Travelling to Sierra Leone’s picturesque old capital were ministers from four other Commonwealth countries – the United Kingdom, Ghana, Zimbabwe, and Malaysia. With civilian transport dysfunctional, we flew in Ghanaian President Jerry Rawlings’s airplane from Accra, Ghana, and then took a hydrofoil ferry to Freetown.

Our procession of UN vehicles climbed through the hilly, ramshackle streets of the city, past shelled and burned-out buildings. We saw men and women with missing limbs and other war injuries. Up to a fifth of the population had limbs hacked off in this most vicious of wars. We saw none of the estimated 5,000 child soldiers actively involved in the conflict in 1997, since most are still in the countryside and are only beginning to make their way to the capital. Their isolation makes it difficult to assess the extent of the problem.

Some of the non-governmental organizations (NGOs) we met with, including Cause Canada, are involved in rehabilitating child soldiers. It is very difficult to overcome the psychological wounds and social stigma these children face in their efforts to find a new role in this devastated society.

The problem of child soldiers is by no means unique to Sierra Leone. An estimated quarter million children below the age of 18 were involved in 32 global conflicts last year. In 24 of them, children aged below 15 were fighting – and some were as young as seven or eight. Although the problem is especially acute in Africa, conflicts involving child soldiers are also found in Asia, Europe and Latin America.

Children in Sierra Leone fought for all local parties to the conflict – the army, the Kamojar traditional hunters and other factions, of which the Revolutionary United Front (RUF) was by far the most senselessly cruel. Typically "recruitment" meant kidnapping them from villages or urban streets, and force marching them to isolated areas. There, they were subjected to physical and psychological terror, and were shot if they tried to resist or escape. Many were drugged, indoctrinated and turned into desensitized killing machines.

Children in Sierra Leone were used for the dirtiest jobs – murdering and torturing civilians, frequently hacking off limbs. Thousands of girls, as well as boys, were forced to provide sexual services for older soldiers. Their childhood innocence was stolen. They will recover with great difficulty, and only with considerable support.

A 1996 United Nations report points to one of the attractions of child soldiers: "they are more obedient, do not question orders, and are easier to manipulate than adult soldiers." Nor do they demand pay. They can also handle modern weapons that are lighter and easy to fire.
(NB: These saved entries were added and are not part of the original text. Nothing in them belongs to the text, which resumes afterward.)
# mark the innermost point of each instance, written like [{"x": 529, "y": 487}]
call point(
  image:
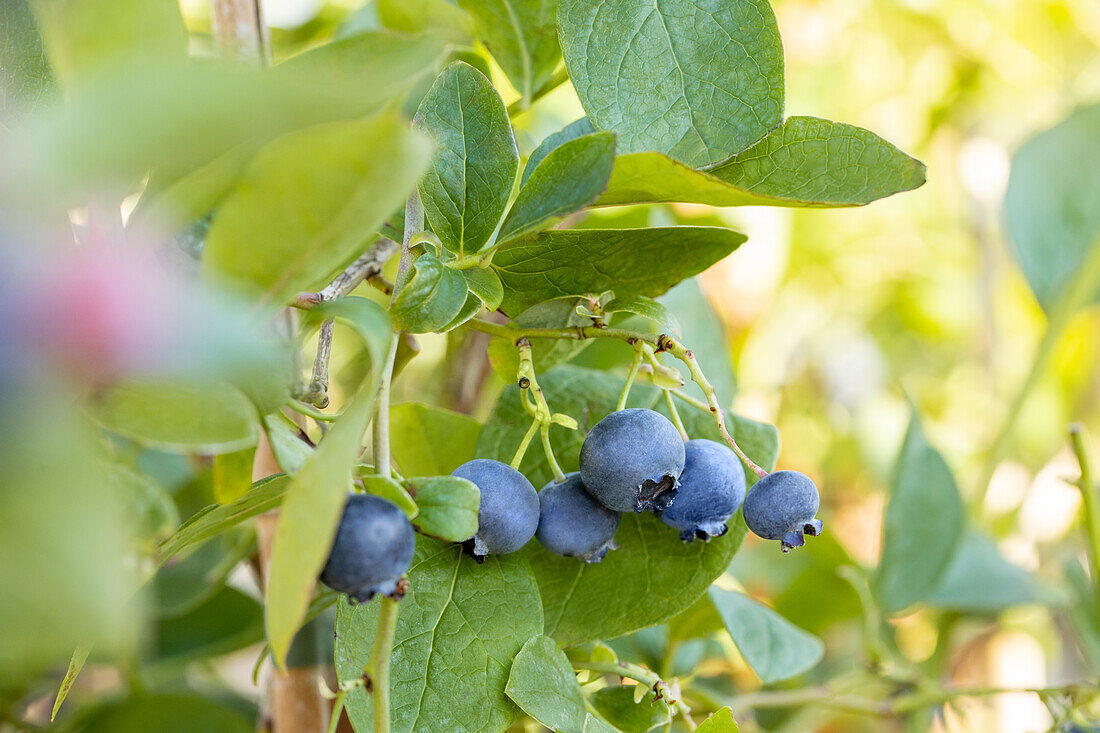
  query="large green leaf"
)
[
  {"x": 695, "y": 79},
  {"x": 523, "y": 37},
  {"x": 448, "y": 506},
  {"x": 25, "y": 78},
  {"x": 460, "y": 626},
  {"x": 428, "y": 440},
  {"x": 1049, "y": 205},
  {"x": 183, "y": 416},
  {"x": 591, "y": 261},
  {"x": 979, "y": 580},
  {"x": 165, "y": 713},
  {"x": 652, "y": 576},
  {"x": 773, "y": 647},
  {"x": 432, "y": 297},
  {"x": 471, "y": 176},
  {"x": 543, "y": 685},
  {"x": 88, "y": 37},
  {"x": 570, "y": 177},
  {"x": 316, "y": 495},
  {"x": 922, "y": 527},
  {"x": 806, "y": 162},
  {"x": 307, "y": 201}
]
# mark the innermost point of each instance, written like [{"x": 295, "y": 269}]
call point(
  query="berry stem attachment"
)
[
  {"x": 638, "y": 351},
  {"x": 541, "y": 413},
  {"x": 666, "y": 342},
  {"x": 1090, "y": 501}
]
UNICEF says the AK-47 assault rifle "can be stripped and reassembled by a child under 10."

The biggest challenge now in Sierra Leone is how to reintegrate child soldiers into society. Often they are no longer accepted back by families and communities because of what they have done. Many were orphans to begin with. Females are seen as no longer acceptable for marriage. Drug addition among former child soldiers is rampant.

Regular education is not enough for youths who have lost their desire to learn in school. They require counselling to help them overcome their psychological trauma and they need to learn useful occupational skills. Both are hard to find in a country with very scarce resources and rampant youth unemployment.

Canada has recently taken some initiatives to support the demobilization and reintegration of child soldiers in several other African countries and to raise awareness of the issue. Foreign Affairs Minister Lloyd Axworthy welcomed to Canada the UN Special Representative for Children and Armed Conflict, Olara A. Otunnu. He and International Cooperation Minister Diane Marleau announced Canadian support worth $650,000 for projects to help child soldiers in Liberia, Uganda and the Democratic Republic of Congo.

Canada is now supporting an optional protocol to the UN Convention on the Rights of the Child, including raising to 18 the international age for military deployment to active combat zones.

So much remains to be done to address the issue of child soldiers internationally, and creative approaches are cried out for.